J. Garibaldi - Non-Stationary Fuzzy Sets in Medical Decision Making
Fuzzy sets were introduced by Zadeh in the 1960s, and were subsequently expanded into a complete systematic framework for dealing with uncertainty. As part of the generic fuzzy methodologies, fuzzy inference systems were proposed for the modelling of human reasoning with uncertain data and knowledge. However, standard fuzzy sets and fuzzy reasoning do not model the variability in decision making that is typically exhibited by all human experts in any domain. Variation may occur among the decisions of a panel of human experts (inter-expert variability), as well as in the decisions of an individual expert over time (intra-expert variability).
Dr Garibaldi has introduced the concept of non-stationary fuzzy sets, in which small changes (perturbations) are introduced in the membership functions associated with the linguistic terms of a fuzzy inference system.
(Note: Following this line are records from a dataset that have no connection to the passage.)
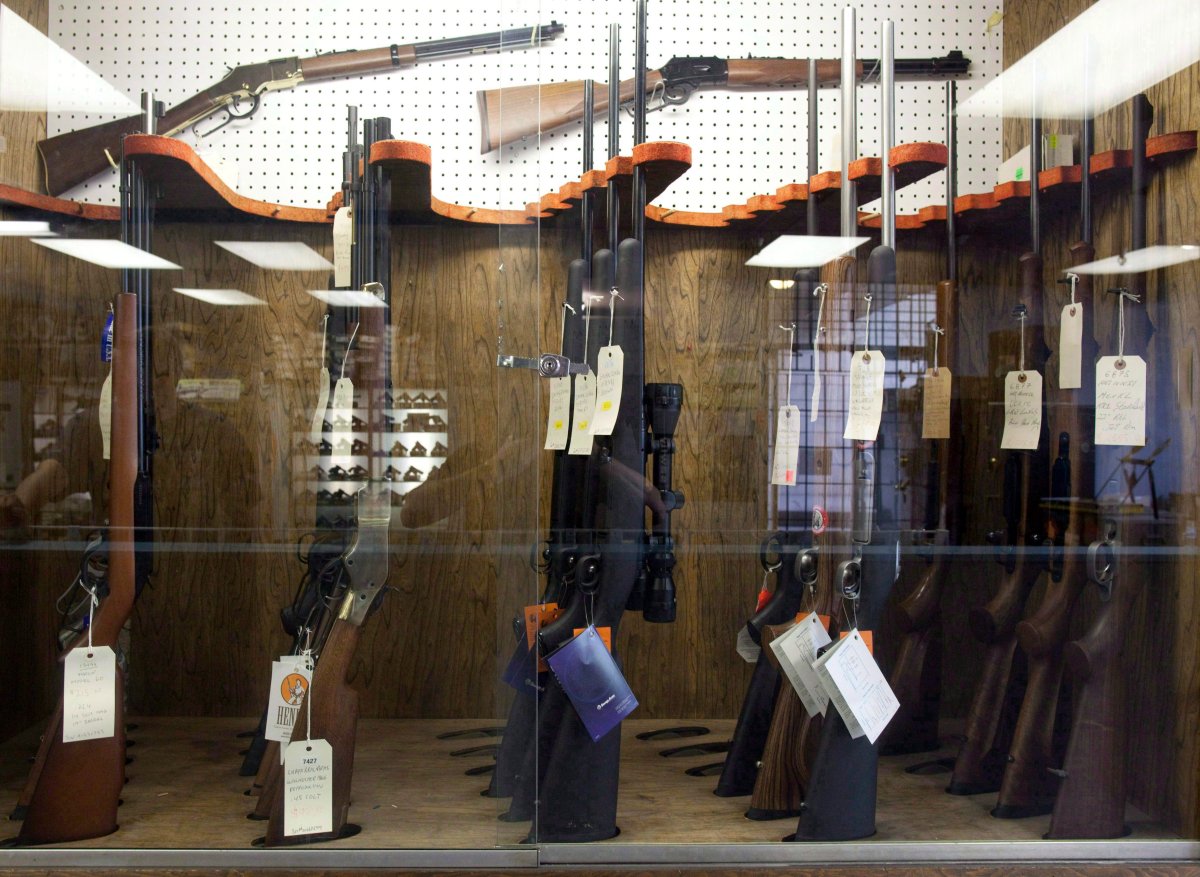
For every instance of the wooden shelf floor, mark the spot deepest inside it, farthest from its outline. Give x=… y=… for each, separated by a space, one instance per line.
x=184 y=791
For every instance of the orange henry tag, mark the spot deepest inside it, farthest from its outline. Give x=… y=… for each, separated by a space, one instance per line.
x=867 y=638
x=605 y=636
x=825 y=619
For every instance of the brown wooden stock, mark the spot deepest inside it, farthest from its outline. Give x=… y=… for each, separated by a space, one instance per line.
x=76 y=156
x=335 y=718
x=79 y=786
x=773 y=72
x=509 y=114
x=791 y=746
x=357 y=62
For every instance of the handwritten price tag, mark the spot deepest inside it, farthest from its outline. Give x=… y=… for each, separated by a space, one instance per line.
x=1121 y=401
x=558 y=419
x=865 y=396
x=787 y=445
x=935 y=420
x=610 y=377
x=309 y=787
x=1023 y=410
x=581 y=419
x=89 y=694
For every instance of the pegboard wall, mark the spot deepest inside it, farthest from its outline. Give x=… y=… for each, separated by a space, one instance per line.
x=744 y=143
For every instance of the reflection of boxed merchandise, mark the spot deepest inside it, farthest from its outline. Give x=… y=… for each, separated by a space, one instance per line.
x=1056 y=150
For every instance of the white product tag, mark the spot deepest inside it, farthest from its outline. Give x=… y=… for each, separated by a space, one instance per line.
x=318 y=415
x=558 y=420
x=1071 y=347
x=747 y=647
x=1023 y=410
x=581 y=418
x=289 y=683
x=857 y=688
x=1121 y=401
x=610 y=378
x=935 y=412
x=343 y=241
x=865 y=396
x=796 y=650
x=787 y=446
x=106 y=414
x=89 y=694
x=309 y=788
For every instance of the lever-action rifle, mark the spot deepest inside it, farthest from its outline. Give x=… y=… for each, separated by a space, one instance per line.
x=510 y=113
x=77 y=156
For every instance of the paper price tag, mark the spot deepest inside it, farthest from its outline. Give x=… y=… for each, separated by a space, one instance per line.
x=1023 y=410
x=610 y=378
x=318 y=415
x=796 y=650
x=1121 y=401
x=106 y=415
x=581 y=415
x=89 y=694
x=935 y=413
x=787 y=445
x=1071 y=347
x=343 y=241
x=289 y=684
x=309 y=787
x=857 y=688
x=865 y=396
x=558 y=419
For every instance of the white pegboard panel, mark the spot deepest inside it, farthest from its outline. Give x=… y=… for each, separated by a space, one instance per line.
x=743 y=144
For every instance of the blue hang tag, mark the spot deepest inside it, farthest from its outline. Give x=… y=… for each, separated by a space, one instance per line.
x=106 y=340
x=592 y=679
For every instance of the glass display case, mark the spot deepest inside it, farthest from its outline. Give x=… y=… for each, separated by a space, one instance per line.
x=803 y=476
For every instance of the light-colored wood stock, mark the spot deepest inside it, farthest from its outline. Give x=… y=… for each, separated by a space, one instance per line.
x=522 y=110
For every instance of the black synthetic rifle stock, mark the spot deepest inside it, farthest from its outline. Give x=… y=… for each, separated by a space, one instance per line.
x=79 y=155
x=515 y=764
x=577 y=778
x=991 y=721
These small changes mean that each time a fuzzy inference system is run with the same data, a different result is obtained. It is straight-forward to extend this notion to create an ensemble fuzzy inference system featuring non-stationary fuzzy sets. In this talk (aimed at an audience not completely familiar with fuzzy methods), non-stationary fuzzy sets and reasoning will be explained in detail, and its use in several real-world scenarios of decision support in medical contexts will be described. Results will be presented to demonstrate the benefits of non-stationary fuzzy reasoning.